Biographie Albert Londres

Le journaliste Albert Londres se fait connaître par un reportage sur le bombardement de la cathédrale de Reims par les Allemands, dans un article du Matin, le 21 septembre 1914 : « C'était la moins abîmée de France. Rien que pour elle on se serait fait catholique... ».

Sa notoriété grandit avec ses reportages sur le bagne de Cayenne ou encore les « forçats du Tour de France ». Il périt dans l'incendie du paquebot Georges Philippar au large de Djibouti, alors qu'il revient d'une longue enquête sur les trafics d'armes et d'opium en Chine. Dès l'annonce de sa mort, sa fille crée en son honneur le prix Albert-Londres, destiné à récompenser chaque année un journaliste français de moins de 40 ans.

Albert Londres a résumé son métier dans la formule : « Notre métier n'est pas de faire plaisir, non plus de faire du tort, il est de porter la plume dans la plaie ».

Django Reinhardt

23 janvier 1910 à Liberchies (Belgique) - 16 mai 1953 à Fontainebleau

Biographie Django Reinhardt

Django Reinhardt fait partie de la communauté des gens du voyage. Né en Belgique par les hasards des pérégrinations familiales, il devient très vite un talentueux joueur de banjo. Mais à 18 ans, il perd l'usage de deux doigts dans l'incendie de sa roulotte. Qu'à cela ne tienne, il se met à la guitare, découvre le jazz d'outre-Atlantique et invente un style particulier, le « jazz manouche », qui lui vaut une gloire internationale.

Il poursuit sa carrière avec succès, y compris sous l'Occupation, assisté de sa mère Negros, de sa femme et de son frère cadet Joseph, qui le remplace parfois au pied levé quand il oublie l'heure de ses concerts.

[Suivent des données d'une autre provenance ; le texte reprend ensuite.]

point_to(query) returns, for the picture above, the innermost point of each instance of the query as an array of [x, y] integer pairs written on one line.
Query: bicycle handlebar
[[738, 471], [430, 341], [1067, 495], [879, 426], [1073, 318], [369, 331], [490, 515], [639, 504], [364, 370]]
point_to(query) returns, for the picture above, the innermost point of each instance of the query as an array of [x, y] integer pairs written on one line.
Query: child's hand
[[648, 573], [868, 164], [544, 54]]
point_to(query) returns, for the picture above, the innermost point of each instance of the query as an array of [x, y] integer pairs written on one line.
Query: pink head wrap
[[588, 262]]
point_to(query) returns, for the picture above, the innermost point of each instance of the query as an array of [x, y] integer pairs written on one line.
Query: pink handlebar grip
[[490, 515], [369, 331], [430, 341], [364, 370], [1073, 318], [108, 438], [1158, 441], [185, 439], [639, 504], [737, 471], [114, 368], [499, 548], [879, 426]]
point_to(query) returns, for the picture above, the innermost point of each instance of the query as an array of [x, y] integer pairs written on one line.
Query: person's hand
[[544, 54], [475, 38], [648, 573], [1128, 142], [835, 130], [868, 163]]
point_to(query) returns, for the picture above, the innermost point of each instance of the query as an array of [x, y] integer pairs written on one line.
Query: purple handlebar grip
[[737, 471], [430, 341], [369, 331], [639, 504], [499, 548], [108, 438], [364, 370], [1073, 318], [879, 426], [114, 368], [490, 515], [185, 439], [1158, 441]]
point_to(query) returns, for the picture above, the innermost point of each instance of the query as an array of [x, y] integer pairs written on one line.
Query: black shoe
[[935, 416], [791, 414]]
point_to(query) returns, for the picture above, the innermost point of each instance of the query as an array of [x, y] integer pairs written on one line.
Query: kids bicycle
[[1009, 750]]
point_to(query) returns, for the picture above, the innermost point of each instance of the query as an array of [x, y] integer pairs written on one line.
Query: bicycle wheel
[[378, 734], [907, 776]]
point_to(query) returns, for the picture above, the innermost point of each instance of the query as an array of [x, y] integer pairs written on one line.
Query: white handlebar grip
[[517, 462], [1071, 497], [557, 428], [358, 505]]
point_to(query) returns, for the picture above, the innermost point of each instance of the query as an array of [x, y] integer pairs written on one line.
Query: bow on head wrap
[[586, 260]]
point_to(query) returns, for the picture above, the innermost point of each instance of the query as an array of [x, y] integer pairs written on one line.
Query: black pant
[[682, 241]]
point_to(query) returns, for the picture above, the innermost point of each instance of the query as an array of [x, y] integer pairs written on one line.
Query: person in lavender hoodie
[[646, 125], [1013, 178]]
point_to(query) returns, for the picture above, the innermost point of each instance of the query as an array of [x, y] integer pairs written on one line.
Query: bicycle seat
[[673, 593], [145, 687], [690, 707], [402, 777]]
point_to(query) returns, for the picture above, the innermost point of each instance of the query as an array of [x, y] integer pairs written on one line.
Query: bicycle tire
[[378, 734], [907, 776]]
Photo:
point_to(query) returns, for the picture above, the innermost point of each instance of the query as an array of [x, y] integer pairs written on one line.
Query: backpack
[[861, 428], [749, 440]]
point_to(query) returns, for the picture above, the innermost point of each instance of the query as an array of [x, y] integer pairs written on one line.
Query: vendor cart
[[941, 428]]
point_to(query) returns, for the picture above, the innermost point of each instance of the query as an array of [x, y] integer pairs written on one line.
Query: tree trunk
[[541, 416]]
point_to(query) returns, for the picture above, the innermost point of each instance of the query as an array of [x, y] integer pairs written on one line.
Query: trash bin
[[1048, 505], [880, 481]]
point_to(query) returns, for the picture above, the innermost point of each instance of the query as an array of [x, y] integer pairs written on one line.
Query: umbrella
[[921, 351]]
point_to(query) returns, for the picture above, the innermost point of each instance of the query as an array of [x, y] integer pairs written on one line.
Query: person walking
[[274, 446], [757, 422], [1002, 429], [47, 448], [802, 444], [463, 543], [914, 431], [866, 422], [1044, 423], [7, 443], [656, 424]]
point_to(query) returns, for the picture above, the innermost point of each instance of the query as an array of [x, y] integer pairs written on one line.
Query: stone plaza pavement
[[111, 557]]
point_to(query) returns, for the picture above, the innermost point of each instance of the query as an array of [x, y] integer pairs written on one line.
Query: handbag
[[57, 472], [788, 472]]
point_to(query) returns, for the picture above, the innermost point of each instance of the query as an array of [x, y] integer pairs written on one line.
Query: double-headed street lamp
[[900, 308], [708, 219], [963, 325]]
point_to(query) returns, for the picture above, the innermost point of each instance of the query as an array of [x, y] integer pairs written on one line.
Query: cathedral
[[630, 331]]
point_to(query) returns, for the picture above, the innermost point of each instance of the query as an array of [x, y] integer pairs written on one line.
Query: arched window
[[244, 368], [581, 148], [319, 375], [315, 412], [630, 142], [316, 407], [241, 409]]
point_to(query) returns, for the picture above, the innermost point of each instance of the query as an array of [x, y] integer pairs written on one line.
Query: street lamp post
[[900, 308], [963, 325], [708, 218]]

En 1943, sommé d'aller jouer en Allemagne, il préfère se réfugier à Thonon-les-Bains et tente de là de passer en Suisse. Mais il est refoulé par les garde-frontière suisses et finalement revient à Paris attendre la fin de la guerre, sur la scène des Folies-Bergère.

Après la guerre, il va aux États-Unis en vue de jouer avec Duke Ellington mais sa méconnaissance de l'anglais et son illettrisme l'obligent à vite y renoncer.

L'artiste a inspiré à Étienne Comar un film remarquable en 2017, avec Reda Kateb dans le rôle-titre.